In this topsy-turvy political year, Newt Gingrich has exhausted every resurrection metaphor from the world’s great religions and undoubtedly, at times, has felt akin to Tom Sawyer and Huck Finn attending their own funerals. This has been a campaign in which voters have needed surge protectors to safeguard themselves from the punditry surrounding ever-changing frontrunners. By the end of the first phase of the primary and caucus season in January, the press pack had few unexpressed thoughts, no matter how ephemeral. But despite all that, it is stunning how infrequently Gingrich was taken seriously before his temporary breakthrough victory in the South Carolina primary.
This Newt neglect might have been avoided if campaign reporters had paid attention to one of the most striking demographic characteristics of the GOP electorate in the early caucus and primary states: its age. According to exit polls, 78 percent of GOP voters in the Florida primary were 45 or older. This was not just a Florida phenomenon—not just retirees there flocking to the primary. In South Carolina, the site of Gingrich’s early triumph, 72 percent of voters were 45 or older, and more than half of them were old enough to remember the 1963 Kennedy assassination.
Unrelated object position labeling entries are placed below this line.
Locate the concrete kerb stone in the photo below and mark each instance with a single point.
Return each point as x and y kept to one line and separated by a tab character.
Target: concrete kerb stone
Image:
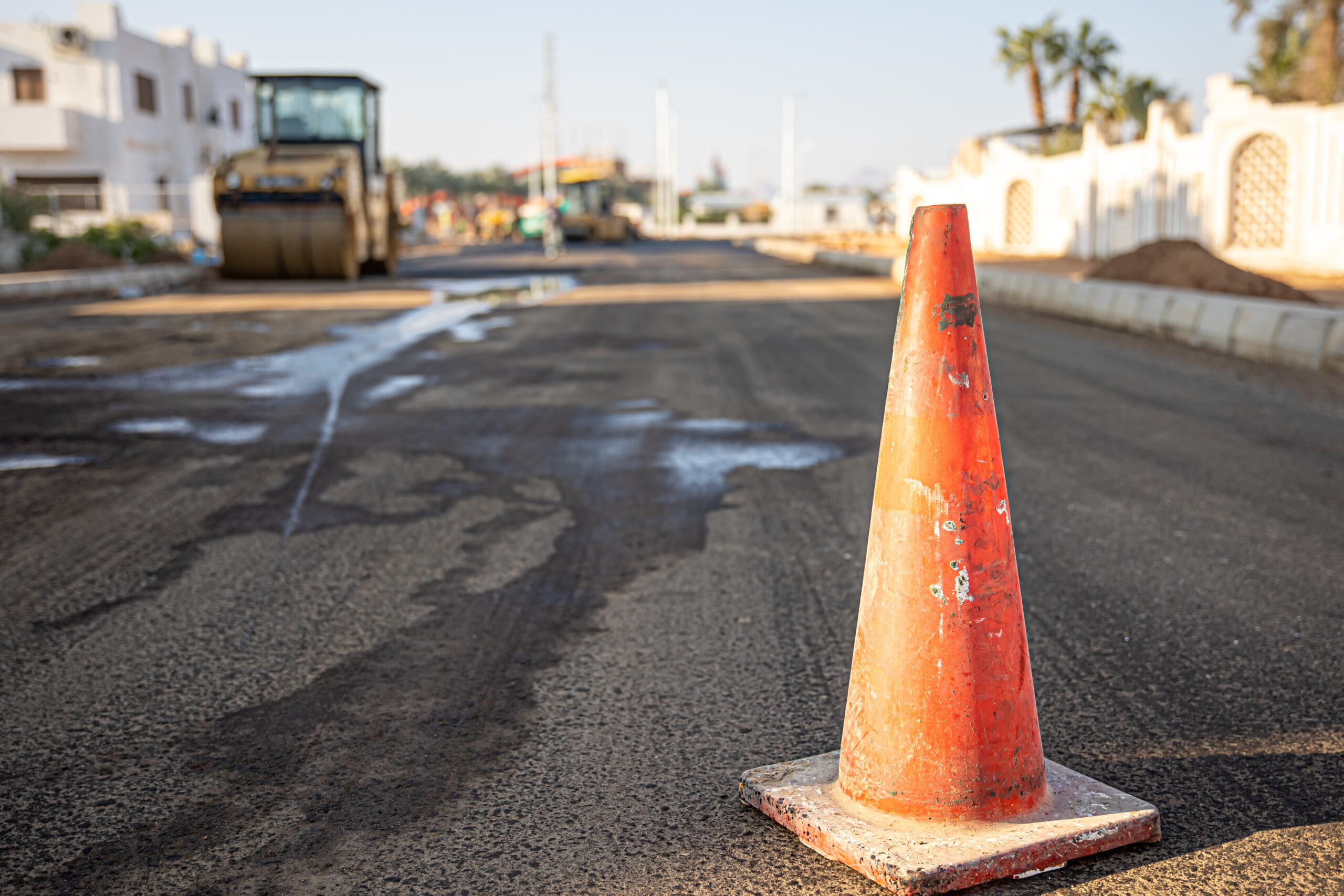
1152	309
1301	338
82	282
1290	333
1332	356
1256	330
1182	316
877	265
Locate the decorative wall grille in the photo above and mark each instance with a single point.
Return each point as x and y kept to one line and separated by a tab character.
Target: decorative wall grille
1260	193
1019	214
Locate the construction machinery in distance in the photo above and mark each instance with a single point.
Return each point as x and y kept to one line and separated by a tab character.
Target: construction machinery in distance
597	202
313	198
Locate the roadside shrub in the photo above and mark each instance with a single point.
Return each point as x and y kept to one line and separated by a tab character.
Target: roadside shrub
124	239
18	208
38	246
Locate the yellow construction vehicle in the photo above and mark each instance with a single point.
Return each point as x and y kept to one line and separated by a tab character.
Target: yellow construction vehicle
592	188
313	199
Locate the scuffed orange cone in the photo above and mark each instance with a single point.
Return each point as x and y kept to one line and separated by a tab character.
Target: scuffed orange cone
940	781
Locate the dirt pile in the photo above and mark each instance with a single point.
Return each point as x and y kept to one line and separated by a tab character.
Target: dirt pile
73	256
1187	265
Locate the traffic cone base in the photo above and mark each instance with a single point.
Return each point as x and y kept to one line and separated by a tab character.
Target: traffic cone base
1078	817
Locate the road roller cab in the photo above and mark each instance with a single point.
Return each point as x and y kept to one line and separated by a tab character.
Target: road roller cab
313	198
The same pattern was visible in New Hampshire (69 percent of voters 45 or older) and the opening-gun Iowa caucuses (68 percent). The explanation is simple: Mature adults are disproportionately likely to vote in primaries, and none of the GOP candidates (with the exception of Ron Paul) aroused any discernible passion among younger voters.
What makes this generation gap journalistically relevant is that most political reporters are younger than springtime. Campaign-trail reporting, as Yeats might have put it, is “no country for old men,” or older women either. While there are conspicuous exceptions (this boy on the bus is covering his ninth presidential race), most of the reporters that I encountered this cycle in press filing centers and at campaign events in Iowa, New Hampshire, and South Carolina were well under 40. Thanks to never-ending newspaper buyouts and cable TV’s crush on attractive young pundits, most of this season’s campaign press corps regard Ronald Reagan as an historical figure. Major web-based outlets, like Politico and The Huffington Post, depend heavily on aggressive young reporters to file maybe six stories a day. And the advent of Twitter makes it possible for fledging campaign reporters to quickly become influential, helping forge conventional wisdom at an age when they are still too young to serve in the Senate.
Please don’t misunderstand—this is not meant as an old fogey’s lament that things were better when reporters toted portable Olivettis. Drinking late at the Sheraton Wayfarer, once the epicenter of New Hampshire primary coverage, did not automatically produce dazzling political insights any more than booking a hotel room at the Algonquin is the key to literary greatness. So let’s can the nostalgia. I will take a modern tracking poll over the bourbon-soaked wisdom of a county chairman any day.
Still, the zigzag trajectory of Newt Gingrich’s presidential campaign started me thinking about how the age of political reporters can play a role in inadvertently shaping coverage. In three decades of covering presidential politics, I have noticed similar reverberations from a journalistic generation gap only once before. It was triggered by the draft controversy that (along with Gennifer Flowers) dogged Bill Clinton in the days leading up to the 1992 New Hampshire primary. At the time, as recollection has it, Clinton’s contemporaries in the press corps (like me) were more sensitive to the moral ambiguities surrounding Vietnam War service than more judgmental younger reporters, who were still struggling to keep within the lines of their nursery-school coloring books when Congress passed the Gulf of Tonkin resolution. In his memoir, All’s Fair, James Carville said about the draft issue, “The generation gap was about a hundred miles wide.” Yet Clinton rallied to become the “Comeback Kid” after finishing a solid second in the New Hampshire primary.